Nevertheless, McDonald's is scrambling to come up with ways to speed up front-counter service, including lining customers up in a single queue and preparing some food in advance of peak hours.

The kitchen makeover was the centerpiece of a massive $400 million investment to jump-start sales at the burger giant's 12,700 U.S. restaurants. Before the makeover, burgers prepared in advance sat under heat lamps in bins.

McDonald's so-called "brand reinvention program" also included spruced-up restaurants and new menu offerings. The company is telling consumers about the changes in a new advertising campaign, featuring the tagline "We love to see you smile."

But the improvements haven't immediately registered with consumers. Through the first nine of months of 2000, sales at U.S. restaurants are up 3 percent to $14.7 billion. U.S. systemwide sales rose 5 percent in 1999.

In the third quarter, U.S. same-store sales at McDonald's grew about 2 percent, according to analysts. By comparison, same-store sales at Wendy's U.S. company restaurants rose 2.8 percent in the quarter.

Mediocre growth combined with international currency woes has made it a tough year for McDonald's investors. Shares fell 25 cents to $31.75 Tuesday, well off their 52-week high of $49.56 on the New York Stock Exchange.

To be sure, there are encouraging signs. Company research indicates that consumer perceptions of McDonald's fare are improving. Some new products, such as breakfast bagel sandwiches and McShaker salads, are hits. And the "smile" commercials seem generally well-liked, especially by women and African-Americans, according to USA Today's Ad Track survey.

While it's hard to say whether the longer lines are driving away business, the delays are a telling signal that there are still kinks to be worked out of the Made For You system.

"I wouldn't make it the Holy Grail of domestic challenges," said Peter Oakes, an analyst at Merrill Lynch. "But they could definitely use some attention to that."

McDonald's is not alone. Faster service is a pressing issue for the fast-food industry because harried consumers want everything at Internet speed. Indeed, consumer expectations may be impossible to meet, suggest restaurant industry consultants.

"No matter how fast you make it, it's not fast enough," said Ron Paul, president of the Chicago-based market research firm Technomic Inc.

Quick-service chains have been focused on improving drive-through speed because almost 65 percent of fast-food revenue comes through the window. McDonald's does about 60 percent of its business at the drive-through, analysts said.

Ironically, Made For You has helped McDonald's drive-through performance, Feldman said, by streamlining order processing and sandwich assembly. The chain has trimmed its average drive-through time by about 40 seconds to 130 seconds, the lowest in three years, according to McDonald's internal research.

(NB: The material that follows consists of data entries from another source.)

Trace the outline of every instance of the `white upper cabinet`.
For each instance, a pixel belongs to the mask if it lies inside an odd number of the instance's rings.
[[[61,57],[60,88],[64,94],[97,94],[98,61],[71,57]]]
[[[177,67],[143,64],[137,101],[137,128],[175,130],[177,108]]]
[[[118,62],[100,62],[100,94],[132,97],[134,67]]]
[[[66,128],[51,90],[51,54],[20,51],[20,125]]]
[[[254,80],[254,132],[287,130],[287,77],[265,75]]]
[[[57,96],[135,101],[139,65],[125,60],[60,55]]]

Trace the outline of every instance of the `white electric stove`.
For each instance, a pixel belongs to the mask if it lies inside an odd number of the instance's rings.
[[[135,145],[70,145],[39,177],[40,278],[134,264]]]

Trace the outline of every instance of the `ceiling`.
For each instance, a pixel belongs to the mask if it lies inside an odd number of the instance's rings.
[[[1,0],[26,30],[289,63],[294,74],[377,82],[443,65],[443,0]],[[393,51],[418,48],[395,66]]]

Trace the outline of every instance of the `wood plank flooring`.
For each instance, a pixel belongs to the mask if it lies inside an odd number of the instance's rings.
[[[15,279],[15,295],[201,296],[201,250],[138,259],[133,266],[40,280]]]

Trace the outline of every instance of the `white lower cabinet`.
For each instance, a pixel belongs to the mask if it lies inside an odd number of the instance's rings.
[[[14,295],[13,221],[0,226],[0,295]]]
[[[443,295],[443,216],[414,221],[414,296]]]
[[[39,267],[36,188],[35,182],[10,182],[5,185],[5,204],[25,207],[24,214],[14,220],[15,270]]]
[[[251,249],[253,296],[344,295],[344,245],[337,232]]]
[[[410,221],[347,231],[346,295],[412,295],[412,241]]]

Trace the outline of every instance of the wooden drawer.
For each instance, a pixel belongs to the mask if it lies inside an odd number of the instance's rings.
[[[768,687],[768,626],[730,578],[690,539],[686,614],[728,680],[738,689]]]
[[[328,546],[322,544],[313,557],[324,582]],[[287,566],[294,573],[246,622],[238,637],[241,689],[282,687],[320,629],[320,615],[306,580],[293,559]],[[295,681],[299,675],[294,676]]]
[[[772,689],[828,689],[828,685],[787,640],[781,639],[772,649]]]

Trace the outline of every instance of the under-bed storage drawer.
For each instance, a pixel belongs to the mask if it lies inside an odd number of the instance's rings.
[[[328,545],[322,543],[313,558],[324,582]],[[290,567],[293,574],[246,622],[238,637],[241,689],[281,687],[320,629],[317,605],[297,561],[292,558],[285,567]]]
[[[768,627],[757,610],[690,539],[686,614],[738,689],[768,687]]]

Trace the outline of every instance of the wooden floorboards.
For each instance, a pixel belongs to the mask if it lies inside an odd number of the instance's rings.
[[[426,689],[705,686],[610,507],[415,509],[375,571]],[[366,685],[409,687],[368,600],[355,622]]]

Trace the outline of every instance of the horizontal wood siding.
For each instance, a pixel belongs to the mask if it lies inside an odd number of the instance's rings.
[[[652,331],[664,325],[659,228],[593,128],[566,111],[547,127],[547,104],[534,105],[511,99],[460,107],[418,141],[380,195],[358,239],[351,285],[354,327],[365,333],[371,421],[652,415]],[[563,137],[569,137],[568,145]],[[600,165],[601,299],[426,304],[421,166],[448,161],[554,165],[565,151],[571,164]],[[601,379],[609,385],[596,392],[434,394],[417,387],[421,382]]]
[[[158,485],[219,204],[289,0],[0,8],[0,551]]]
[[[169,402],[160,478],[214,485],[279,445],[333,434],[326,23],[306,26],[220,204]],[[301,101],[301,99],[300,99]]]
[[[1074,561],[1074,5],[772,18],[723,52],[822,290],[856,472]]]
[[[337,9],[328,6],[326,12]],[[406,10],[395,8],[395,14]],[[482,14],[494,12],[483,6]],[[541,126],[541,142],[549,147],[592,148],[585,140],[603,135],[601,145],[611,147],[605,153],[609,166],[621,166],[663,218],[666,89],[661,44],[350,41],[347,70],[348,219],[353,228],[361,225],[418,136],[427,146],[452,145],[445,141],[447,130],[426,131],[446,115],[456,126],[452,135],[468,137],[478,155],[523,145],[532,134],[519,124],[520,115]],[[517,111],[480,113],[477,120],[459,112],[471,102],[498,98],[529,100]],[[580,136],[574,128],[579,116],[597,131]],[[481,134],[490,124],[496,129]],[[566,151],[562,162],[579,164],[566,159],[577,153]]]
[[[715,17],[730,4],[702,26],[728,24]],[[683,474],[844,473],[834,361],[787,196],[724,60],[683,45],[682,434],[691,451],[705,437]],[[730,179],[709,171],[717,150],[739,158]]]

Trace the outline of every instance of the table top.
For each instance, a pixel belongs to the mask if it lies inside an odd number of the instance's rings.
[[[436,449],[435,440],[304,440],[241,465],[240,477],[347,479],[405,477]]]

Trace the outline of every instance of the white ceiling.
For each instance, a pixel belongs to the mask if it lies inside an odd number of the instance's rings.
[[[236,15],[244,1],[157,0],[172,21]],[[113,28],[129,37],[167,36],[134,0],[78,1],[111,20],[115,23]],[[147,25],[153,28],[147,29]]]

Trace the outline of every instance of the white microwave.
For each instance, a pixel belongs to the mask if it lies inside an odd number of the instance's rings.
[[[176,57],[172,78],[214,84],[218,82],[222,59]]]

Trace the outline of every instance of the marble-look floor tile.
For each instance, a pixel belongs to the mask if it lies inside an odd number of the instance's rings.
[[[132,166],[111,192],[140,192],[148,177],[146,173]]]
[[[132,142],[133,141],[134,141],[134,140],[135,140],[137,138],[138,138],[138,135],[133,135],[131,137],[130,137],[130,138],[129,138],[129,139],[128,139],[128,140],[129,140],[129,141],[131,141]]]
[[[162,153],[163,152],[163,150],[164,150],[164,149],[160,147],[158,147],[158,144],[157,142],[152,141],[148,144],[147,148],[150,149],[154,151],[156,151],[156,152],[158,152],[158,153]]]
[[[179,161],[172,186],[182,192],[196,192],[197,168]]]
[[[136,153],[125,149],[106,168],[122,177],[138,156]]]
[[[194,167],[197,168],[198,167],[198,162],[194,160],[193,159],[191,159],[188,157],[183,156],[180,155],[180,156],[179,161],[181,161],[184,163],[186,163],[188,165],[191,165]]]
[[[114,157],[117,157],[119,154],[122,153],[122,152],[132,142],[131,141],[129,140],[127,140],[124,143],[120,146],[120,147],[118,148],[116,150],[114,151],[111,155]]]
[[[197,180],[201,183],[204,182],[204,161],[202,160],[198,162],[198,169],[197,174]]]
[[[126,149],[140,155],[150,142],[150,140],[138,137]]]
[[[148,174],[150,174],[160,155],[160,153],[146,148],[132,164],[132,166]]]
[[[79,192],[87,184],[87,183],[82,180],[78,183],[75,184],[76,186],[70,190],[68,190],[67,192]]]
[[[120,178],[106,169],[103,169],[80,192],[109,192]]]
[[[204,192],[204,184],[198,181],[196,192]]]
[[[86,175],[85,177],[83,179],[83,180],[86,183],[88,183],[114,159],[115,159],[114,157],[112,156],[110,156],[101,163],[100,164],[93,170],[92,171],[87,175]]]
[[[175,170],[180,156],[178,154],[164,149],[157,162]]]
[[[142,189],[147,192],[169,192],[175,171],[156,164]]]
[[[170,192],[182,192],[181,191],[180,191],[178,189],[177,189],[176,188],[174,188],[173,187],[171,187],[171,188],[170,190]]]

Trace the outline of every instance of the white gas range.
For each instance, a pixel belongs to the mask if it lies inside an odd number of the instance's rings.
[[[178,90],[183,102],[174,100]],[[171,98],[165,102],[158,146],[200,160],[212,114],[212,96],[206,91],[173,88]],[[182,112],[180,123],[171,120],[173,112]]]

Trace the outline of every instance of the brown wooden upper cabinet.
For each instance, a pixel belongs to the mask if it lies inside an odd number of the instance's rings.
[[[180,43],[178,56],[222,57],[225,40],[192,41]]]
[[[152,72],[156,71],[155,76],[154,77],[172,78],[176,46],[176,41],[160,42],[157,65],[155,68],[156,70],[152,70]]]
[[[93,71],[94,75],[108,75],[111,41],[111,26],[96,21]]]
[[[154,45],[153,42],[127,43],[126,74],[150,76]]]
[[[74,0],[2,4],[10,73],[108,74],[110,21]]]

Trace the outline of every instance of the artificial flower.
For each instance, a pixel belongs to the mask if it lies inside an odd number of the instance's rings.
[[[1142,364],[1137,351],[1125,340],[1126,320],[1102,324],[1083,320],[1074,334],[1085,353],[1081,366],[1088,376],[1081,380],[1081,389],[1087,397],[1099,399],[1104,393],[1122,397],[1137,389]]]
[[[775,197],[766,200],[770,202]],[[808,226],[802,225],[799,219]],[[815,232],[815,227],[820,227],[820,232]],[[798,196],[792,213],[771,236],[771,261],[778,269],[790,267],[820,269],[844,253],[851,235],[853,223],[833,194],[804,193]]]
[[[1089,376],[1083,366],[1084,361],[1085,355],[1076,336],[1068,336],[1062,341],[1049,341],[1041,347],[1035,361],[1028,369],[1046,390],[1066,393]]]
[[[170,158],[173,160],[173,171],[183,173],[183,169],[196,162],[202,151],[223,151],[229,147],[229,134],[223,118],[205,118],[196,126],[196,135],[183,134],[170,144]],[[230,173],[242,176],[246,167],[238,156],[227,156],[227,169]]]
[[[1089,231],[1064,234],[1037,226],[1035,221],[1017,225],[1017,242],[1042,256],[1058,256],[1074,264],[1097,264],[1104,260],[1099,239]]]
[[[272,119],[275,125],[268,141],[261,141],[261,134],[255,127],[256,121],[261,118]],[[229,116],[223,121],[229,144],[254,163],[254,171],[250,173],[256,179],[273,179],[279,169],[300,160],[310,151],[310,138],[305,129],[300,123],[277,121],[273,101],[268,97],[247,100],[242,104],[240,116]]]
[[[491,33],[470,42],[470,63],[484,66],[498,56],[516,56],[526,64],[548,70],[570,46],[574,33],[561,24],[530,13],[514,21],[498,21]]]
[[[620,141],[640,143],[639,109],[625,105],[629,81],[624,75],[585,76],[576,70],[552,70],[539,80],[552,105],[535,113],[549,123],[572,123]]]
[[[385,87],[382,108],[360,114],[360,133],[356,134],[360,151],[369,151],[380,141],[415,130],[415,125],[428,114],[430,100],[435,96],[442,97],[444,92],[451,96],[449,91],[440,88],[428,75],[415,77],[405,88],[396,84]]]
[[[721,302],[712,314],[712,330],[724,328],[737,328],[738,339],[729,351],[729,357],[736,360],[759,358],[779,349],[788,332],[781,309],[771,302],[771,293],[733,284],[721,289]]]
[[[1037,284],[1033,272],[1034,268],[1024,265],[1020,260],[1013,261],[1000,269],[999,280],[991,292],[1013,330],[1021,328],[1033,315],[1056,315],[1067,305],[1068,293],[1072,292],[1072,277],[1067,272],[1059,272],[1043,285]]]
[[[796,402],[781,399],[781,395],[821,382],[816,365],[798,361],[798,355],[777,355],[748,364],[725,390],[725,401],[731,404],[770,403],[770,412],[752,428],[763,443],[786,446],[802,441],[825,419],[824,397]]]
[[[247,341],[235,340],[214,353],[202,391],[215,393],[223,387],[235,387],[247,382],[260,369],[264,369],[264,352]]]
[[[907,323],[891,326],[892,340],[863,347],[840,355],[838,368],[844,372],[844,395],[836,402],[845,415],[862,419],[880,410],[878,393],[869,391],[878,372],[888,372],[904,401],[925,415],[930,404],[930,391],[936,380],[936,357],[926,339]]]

At the front counter, however, customers are finding that Made For You tends to extend the wait at lunch and other high-traffic parts of the day.

Some franchisees say the problem is overblown and that there is nothing wrong with the new cooking system. "In my situation, it's working very well," said Marilyn Wright, a franchisee who runs six high-volume restaurants in the Chicago area. "But some don't have their ducks in order. They have to spend a little more time in training and positioning their people."

Indeed, the company is working with restaurants to fine-tune the execution of Made For You. For instance, the company recommends that during high-traffic periods a crew member be dedicated to cooking french fries.

Some franchisees also are experimenting with a single, winding line in front of the counter instead of McDonald's more common multiple lines extending back from the cash registers. "I think the single-line service lends itself to Made For You better than the traditional set-up because you can capture the orders quicker," said Art Sandoval, who owns eight restaurants in Denver.

The tests of different service approaches will be completed by the end of the year, Feldman said. He added: "We will shortly find ways to provide our customers the outstanding service they want inside the restaurants.